Пол под пальцами Карлоса был холодным и липким от грязи, крови и его же собственного страха. Он выполз из-за трона, словно жук, вытолкнутый из навозной кучи, его зелёные космы слиплись от пота, свисая мокрыми прядями на дрожащее, покрытое шрамами лицо. Грязные пальцы, с обгрызенными ногтями, цеплялись за каменные плиты, будто земля могла его спасти.
— Ч-что угодно для великого господина! — его голос сорвался в визгливый шёпот, дребезжа, как треснувший колокольчик, брошенный в грязь. — Карлос сделает всё! Всё, что скажешь! — Он судорожно сглотнул, слюна блеснула на его перекошенных губах. — Зачем... зачем пожаловал?
Он не просто прижался лбом к полу — он вжался в него, будто пытался пролезть сквозь камень, лишь бы не встречаться взглядом с тем, кто стоял перед ним.
Смех оборвался так же резко, как если бы кто-то перерезал горло звуку. Гилен наклонил голову, медленно, словно рассматривая нечто крайне любопытное, но отвратительное. Его рубиновые глаза, холодные, как лезвия, скользнули по сгорбленной фигуре, оценивая, взвешивая, сужая.
— Смертный... — его голос был тихим, но в нём звенела сталь, будто каждый звук вытачивался на точильном камне. — Что ты тут забыл?

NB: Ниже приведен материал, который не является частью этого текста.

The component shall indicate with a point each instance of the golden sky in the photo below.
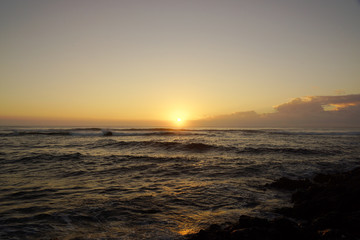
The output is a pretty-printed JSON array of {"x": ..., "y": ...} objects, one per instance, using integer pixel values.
[{"x": 164, "y": 59}]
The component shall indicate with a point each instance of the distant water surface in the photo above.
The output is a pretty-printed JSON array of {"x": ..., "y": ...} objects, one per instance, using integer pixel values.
[{"x": 76, "y": 183}]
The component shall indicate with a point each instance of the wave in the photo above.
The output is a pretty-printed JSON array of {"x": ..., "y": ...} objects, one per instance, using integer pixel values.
[
  {"x": 91, "y": 132},
  {"x": 204, "y": 147},
  {"x": 298, "y": 151}
]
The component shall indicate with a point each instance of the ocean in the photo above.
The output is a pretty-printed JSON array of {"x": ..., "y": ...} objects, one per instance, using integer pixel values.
[{"x": 153, "y": 183}]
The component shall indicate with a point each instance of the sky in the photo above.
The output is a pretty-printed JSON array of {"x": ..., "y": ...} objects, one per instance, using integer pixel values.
[{"x": 206, "y": 62}]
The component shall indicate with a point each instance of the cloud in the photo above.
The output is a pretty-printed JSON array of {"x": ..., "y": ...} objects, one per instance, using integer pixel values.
[{"x": 310, "y": 111}]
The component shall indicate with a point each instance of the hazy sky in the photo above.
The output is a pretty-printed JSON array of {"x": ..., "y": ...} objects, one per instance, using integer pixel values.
[{"x": 164, "y": 59}]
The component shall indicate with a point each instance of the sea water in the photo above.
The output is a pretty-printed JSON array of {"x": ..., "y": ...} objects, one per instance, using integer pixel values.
[{"x": 154, "y": 183}]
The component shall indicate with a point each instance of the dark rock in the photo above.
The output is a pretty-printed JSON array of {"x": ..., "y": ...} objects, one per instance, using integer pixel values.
[
  {"x": 328, "y": 207},
  {"x": 289, "y": 184}
]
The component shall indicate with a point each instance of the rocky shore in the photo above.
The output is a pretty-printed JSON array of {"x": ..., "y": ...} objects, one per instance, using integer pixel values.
[{"x": 326, "y": 207}]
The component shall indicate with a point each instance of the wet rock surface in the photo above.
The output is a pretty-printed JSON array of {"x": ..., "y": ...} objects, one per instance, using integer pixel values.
[{"x": 326, "y": 207}]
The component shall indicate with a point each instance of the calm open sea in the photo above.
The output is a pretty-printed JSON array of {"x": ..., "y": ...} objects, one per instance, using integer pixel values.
[{"x": 64, "y": 183}]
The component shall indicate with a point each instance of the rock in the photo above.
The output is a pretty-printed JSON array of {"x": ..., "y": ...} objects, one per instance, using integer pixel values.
[{"x": 328, "y": 207}]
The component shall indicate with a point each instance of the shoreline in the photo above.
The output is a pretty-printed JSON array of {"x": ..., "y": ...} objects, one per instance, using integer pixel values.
[{"x": 325, "y": 207}]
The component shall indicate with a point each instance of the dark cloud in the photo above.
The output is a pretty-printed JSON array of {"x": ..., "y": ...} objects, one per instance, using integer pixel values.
[{"x": 311, "y": 111}]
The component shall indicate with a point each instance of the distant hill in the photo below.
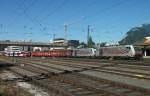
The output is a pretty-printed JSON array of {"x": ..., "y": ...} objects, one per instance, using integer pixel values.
[{"x": 136, "y": 34}]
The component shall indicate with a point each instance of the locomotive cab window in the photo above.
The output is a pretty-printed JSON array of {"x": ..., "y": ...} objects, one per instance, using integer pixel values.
[{"x": 128, "y": 48}]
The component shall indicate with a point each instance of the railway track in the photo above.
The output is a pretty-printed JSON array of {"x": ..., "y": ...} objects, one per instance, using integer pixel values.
[
  {"x": 69, "y": 85},
  {"x": 78, "y": 83}
]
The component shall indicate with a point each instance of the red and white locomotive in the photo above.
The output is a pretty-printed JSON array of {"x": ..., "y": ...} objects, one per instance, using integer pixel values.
[{"x": 119, "y": 51}]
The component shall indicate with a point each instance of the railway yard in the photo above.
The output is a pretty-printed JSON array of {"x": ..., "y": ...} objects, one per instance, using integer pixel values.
[{"x": 37, "y": 76}]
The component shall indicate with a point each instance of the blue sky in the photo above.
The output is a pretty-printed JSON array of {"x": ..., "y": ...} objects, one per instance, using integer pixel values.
[{"x": 38, "y": 20}]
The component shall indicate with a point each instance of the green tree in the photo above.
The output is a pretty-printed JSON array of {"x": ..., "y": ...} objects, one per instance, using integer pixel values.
[
  {"x": 91, "y": 43},
  {"x": 136, "y": 34}
]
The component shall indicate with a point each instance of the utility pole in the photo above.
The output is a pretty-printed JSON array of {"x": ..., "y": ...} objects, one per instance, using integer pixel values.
[
  {"x": 88, "y": 34},
  {"x": 65, "y": 30},
  {"x": 54, "y": 35}
]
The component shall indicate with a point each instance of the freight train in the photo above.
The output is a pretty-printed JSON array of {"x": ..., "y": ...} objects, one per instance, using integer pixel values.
[{"x": 109, "y": 52}]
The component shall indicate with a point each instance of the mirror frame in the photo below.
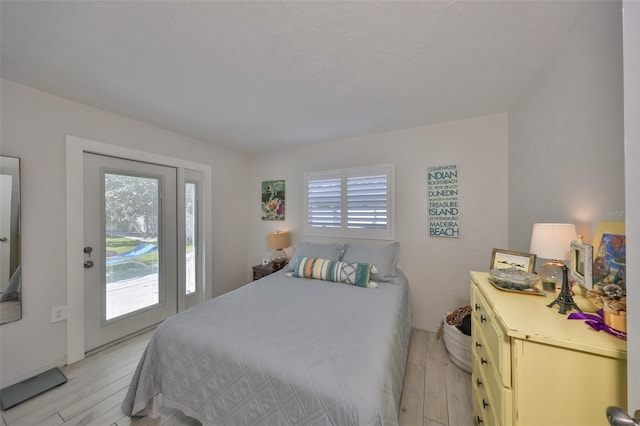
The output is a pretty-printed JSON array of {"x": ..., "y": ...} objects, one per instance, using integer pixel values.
[{"x": 11, "y": 294}]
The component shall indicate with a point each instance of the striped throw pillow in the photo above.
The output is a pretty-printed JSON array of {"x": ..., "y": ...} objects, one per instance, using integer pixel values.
[{"x": 330, "y": 270}]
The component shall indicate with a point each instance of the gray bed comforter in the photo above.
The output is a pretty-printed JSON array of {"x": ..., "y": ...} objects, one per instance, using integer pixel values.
[{"x": 282, "y": 351}]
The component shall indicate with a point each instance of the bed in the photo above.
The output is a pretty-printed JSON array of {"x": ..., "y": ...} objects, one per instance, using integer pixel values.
[{"x": 282, "y": 350}]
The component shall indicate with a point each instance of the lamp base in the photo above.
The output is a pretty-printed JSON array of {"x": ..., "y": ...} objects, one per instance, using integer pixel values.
[{"x": 565, "y": 300}]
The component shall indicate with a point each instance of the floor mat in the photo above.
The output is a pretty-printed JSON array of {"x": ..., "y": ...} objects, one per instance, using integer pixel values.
[{"x": 20, "y": 392}]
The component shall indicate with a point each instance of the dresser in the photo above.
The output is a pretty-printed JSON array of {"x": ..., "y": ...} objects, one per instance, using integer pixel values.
[{"x": 533, "y": 366}]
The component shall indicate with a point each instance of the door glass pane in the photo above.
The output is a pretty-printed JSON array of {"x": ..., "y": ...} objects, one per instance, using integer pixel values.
[
  {"x": 131, "y": 241},
  {"x": 191, "y": 234}
]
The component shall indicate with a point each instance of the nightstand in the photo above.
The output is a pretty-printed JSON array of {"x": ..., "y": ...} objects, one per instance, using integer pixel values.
[{"x": 260, "y": 271}]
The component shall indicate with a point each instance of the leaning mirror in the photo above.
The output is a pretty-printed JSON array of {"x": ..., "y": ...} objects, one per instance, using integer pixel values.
[{"x": 10, "y": 276}]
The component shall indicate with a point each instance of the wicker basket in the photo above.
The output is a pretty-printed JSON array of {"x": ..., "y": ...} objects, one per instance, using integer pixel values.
[{"x": 458, "y": 346}]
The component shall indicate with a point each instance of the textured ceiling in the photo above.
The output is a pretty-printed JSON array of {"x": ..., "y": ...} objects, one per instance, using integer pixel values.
[{"x": 261, "y": 75}]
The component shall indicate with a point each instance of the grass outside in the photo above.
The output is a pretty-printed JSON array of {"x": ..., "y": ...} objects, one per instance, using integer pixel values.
[{"x": 139, "y": 266}]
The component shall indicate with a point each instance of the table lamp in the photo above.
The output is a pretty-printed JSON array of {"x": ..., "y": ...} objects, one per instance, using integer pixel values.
[
  {"x": 553, "y": 241},
  {"x": 278, "y": 241}
]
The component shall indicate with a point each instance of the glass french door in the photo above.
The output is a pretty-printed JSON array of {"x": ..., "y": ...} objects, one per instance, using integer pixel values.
[{"x": 130, "y": 248}]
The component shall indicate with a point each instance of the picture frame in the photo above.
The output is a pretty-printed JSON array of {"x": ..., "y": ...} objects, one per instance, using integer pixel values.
[
  {"x": 609, "y": 254},
  {"x": 502, "y": 259},
  {"x": 272, "y": 200},
  {"x": 581, "y": 263}
]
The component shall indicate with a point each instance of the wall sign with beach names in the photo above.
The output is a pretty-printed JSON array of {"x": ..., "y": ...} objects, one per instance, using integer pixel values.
[{"x": 442, "y": 202}]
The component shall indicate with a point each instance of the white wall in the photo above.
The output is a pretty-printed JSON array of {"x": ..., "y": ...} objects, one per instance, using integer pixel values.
[
  {"x": 438, "y": 268},
  {"x": 566, "y": 151},
  {"x": 33, "y": 127}
]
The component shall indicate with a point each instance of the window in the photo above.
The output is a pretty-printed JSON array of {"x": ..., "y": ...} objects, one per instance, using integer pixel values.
[
  {"x": 192, "y": 240},
  {"x": 350, "y": 202}
]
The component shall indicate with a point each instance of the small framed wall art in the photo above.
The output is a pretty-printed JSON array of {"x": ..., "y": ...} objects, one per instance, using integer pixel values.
[
  {"x": 502, "y": 259},
  {"x": 581, "y": 262},
  {"x": 609, "y": 254},
  {"x": 273, "y": 200}
]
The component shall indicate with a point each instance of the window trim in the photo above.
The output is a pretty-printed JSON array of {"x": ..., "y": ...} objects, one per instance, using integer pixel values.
[{"x": 343, "y": 230}]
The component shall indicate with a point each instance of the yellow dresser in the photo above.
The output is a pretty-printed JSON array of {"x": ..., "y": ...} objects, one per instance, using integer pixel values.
[{"x": 534, "y": 367}]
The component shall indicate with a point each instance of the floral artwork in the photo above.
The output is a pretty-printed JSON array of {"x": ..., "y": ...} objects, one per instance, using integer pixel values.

Пауза повизла в воздухе, сгустилась, ставь почти осязаемой.
— Зачем прячешься?
Последнее слово прозвучало не как вопрос, а как приговор. Карлос заёрзал, словно под ним внезапно разожгли костёр. Его пальцы скрючились, впились в пол, потом резко дёрнулись к лицу, будто он пытался схватить собственные мысли.
— Карлос... Карлос мстит! — он закатил глаза, зрачки дрожали, бегая из стороны в сторону, словно выискивая в памяти нужные образы. — Родился... в маленькой деревне... в Мексике...
Голос его на миг стал тише, почти детским, но тут же снова заострился, как нож.
— Продали. — Он сглотнул, и его кадык дёрнулся, будто пытаясь протолкнуть ком горечи. — Попал сюда. В это тело... уродливое, жалкое!